Donnerstag, 9. Juli 2026

Zwei Tage später

von LePenseur
 
 
... aber wohl noch nicht zu spät, stieß ich auf der Website Sezession auf eine "Wiedervorlage" in Sachen Gottfried Benn, der vorgestern vor 70 Jahen, wie man zu sagen pflegt, "das Zeitliche gesegnet hat" ...
 
Vor siebzig Jahren starb der Schriftsteller Gottfried Benn. Sein Leben ist hundertmal erzählt worden und rasch skizziert:

Geburt 1886 in Mansfeld / Westprignitz als Sohn eines evangelischen Pfarrers, 1903 Abitur in Frankfurt / Oder, 1910 Abschluß des Medizin-Studiums in Berlin, 1912 Promotion zum Dr. med.; im selben Jahr Veröffentlichung des ersten Gedichtbands: Morgue. 

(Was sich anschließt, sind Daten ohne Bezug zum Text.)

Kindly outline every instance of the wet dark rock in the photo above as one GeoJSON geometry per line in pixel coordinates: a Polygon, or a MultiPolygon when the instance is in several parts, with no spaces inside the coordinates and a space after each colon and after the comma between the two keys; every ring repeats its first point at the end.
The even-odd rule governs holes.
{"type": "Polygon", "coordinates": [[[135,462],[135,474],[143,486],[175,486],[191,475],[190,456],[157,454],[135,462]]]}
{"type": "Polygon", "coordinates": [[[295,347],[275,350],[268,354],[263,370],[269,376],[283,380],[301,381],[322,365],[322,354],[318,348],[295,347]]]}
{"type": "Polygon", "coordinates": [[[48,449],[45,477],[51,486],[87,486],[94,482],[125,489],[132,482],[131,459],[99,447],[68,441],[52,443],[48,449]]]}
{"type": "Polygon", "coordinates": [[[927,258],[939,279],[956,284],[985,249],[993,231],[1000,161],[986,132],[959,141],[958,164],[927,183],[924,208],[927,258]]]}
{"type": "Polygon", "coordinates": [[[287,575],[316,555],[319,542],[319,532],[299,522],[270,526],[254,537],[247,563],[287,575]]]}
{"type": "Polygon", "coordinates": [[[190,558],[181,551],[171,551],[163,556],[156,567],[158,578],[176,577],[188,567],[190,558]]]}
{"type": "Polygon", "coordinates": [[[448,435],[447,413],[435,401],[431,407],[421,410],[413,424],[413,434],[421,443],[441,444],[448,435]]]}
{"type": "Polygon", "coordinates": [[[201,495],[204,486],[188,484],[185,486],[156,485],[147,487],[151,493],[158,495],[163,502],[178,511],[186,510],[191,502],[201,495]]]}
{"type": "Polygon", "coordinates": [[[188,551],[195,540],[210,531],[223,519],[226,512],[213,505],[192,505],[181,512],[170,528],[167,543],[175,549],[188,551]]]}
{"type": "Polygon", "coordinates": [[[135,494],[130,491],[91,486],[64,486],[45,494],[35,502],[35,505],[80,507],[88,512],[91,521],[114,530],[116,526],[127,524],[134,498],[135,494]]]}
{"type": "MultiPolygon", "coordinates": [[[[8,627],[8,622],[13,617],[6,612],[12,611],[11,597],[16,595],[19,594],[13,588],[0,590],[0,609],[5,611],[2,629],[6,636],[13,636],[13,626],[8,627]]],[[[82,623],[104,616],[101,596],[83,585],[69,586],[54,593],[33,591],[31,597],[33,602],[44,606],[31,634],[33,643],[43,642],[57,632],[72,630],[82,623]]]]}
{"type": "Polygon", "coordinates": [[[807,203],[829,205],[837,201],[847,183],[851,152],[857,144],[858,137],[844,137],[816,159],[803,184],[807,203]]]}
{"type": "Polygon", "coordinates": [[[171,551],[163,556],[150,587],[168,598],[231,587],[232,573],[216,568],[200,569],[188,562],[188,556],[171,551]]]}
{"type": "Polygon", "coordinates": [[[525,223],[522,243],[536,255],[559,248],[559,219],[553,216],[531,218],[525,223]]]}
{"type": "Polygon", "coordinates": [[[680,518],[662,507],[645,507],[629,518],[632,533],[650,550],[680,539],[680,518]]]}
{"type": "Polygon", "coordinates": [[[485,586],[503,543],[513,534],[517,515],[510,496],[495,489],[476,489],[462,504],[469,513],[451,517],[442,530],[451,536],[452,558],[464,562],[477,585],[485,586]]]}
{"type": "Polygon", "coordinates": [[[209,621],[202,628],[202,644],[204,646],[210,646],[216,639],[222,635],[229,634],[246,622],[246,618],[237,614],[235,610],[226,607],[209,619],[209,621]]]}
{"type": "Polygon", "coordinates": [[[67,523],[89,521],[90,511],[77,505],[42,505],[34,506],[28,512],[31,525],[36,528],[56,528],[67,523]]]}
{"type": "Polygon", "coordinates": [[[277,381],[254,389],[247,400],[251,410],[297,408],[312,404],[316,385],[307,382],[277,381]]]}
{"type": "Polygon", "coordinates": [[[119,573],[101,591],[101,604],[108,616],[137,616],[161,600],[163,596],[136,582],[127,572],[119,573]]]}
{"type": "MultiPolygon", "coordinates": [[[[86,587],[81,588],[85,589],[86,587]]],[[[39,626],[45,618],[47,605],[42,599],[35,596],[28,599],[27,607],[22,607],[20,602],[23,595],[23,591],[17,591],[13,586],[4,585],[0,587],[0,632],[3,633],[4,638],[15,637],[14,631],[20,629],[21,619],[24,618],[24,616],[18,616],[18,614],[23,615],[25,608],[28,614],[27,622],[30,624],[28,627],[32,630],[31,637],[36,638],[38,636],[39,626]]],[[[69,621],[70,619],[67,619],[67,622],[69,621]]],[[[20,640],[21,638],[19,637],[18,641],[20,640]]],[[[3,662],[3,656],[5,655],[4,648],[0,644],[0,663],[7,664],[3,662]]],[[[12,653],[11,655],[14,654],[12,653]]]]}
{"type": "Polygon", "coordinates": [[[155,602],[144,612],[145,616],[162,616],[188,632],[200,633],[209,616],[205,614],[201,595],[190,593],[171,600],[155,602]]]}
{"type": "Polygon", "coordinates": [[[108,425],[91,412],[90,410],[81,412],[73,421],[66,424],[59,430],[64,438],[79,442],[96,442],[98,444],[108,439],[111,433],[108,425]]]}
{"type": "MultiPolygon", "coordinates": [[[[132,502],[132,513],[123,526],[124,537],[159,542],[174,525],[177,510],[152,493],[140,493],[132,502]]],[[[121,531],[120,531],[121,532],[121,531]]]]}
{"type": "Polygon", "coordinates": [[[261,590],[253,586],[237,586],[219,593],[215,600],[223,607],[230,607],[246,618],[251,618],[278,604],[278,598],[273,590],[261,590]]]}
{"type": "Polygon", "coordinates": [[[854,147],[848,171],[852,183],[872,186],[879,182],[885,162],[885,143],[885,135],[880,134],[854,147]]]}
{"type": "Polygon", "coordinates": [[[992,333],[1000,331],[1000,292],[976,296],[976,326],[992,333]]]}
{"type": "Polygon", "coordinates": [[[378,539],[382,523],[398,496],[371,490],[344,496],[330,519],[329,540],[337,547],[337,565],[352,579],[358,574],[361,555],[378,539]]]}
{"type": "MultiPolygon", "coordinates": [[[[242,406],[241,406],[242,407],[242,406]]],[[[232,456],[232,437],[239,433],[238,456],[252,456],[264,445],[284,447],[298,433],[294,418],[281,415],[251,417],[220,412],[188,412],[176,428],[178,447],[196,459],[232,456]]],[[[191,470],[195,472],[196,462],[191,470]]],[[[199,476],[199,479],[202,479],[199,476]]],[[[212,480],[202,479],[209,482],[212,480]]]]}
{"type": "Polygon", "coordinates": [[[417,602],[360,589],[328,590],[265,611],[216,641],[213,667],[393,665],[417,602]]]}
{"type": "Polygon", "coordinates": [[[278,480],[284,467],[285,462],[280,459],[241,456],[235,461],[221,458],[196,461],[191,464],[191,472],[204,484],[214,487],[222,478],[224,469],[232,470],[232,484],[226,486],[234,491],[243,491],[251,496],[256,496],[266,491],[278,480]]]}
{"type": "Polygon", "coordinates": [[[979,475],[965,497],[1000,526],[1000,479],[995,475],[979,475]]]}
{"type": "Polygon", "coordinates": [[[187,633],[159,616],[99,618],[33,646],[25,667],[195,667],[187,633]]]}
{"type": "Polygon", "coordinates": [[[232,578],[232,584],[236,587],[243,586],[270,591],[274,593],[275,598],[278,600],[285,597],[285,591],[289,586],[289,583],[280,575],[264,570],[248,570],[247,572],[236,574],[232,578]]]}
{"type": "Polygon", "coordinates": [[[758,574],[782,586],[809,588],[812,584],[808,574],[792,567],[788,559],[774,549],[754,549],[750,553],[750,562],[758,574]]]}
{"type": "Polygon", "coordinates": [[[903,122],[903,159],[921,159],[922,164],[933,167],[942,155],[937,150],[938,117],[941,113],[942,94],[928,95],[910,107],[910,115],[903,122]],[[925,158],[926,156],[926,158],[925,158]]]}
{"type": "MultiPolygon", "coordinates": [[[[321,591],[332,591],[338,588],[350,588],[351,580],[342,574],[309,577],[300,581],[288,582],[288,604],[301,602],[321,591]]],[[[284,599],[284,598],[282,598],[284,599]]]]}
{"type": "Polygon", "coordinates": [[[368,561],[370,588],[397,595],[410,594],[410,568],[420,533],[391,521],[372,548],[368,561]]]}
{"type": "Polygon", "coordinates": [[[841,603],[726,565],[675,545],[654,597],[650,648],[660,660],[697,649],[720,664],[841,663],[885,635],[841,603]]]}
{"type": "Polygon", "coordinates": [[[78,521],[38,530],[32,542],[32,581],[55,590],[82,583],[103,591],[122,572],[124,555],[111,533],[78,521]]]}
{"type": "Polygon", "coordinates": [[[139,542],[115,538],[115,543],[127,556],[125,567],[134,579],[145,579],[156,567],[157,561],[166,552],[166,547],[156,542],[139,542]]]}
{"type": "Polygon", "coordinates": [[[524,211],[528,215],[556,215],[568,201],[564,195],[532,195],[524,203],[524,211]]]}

Als Oberarzt 1915 im Militärgouvernement Brüssel, im selben Jahr Geburt der einzigen Tochter; 1917 als dienstuntauglich entlassen, 1922 Tod der ersten Frau; bis 1935 Arbeit als Arzt in Berlin, daneben Lyrik, Prosa und Essayistik [...]
Nicht, daß ich jeder Schlußfolgerung des Autors Götz Kubizek zustimmen könnte (wann könnte man das schon, insbesondere bei einer so "umstrittenen" Erscheinung wie Gottfried Benn!) ... aber das ändert nichts an dem Gewinn, den man aus der Lektüre dieses im Kern bereits 20 Jahre alten Gedenkartikels zieht! Oder besser: ziehen kann, wenn man will.
 
Das Problem ist heutzutage, daß man es eben nicht will, ja: es nicht einmal wollen darf, ohne zum Outcast zu werden. Was sich nicht nur in den letzten, der "Wiedervorlage" vorangegangenen zwanzig Jahren geändert hat,  sondern ganz grundsätzlich das Problem ist, arbeitet ein Kommentarposting unter dem Artikel schön heraus:

Danke für die Wiedervorlage! Vor 20 Jahren wurden/konnten solche Artikel noch ohne große Echokammer, Resonzanzraum bis in eine parlamentarische Großpartei hinein geschrieben werden oder das irgendwer eine Assoziation zu einer Partei daraus hätte ziehen können, da es noch Kulturarbeit war, ohne dass eine Partei existierte (ging damals also auch prima ohne).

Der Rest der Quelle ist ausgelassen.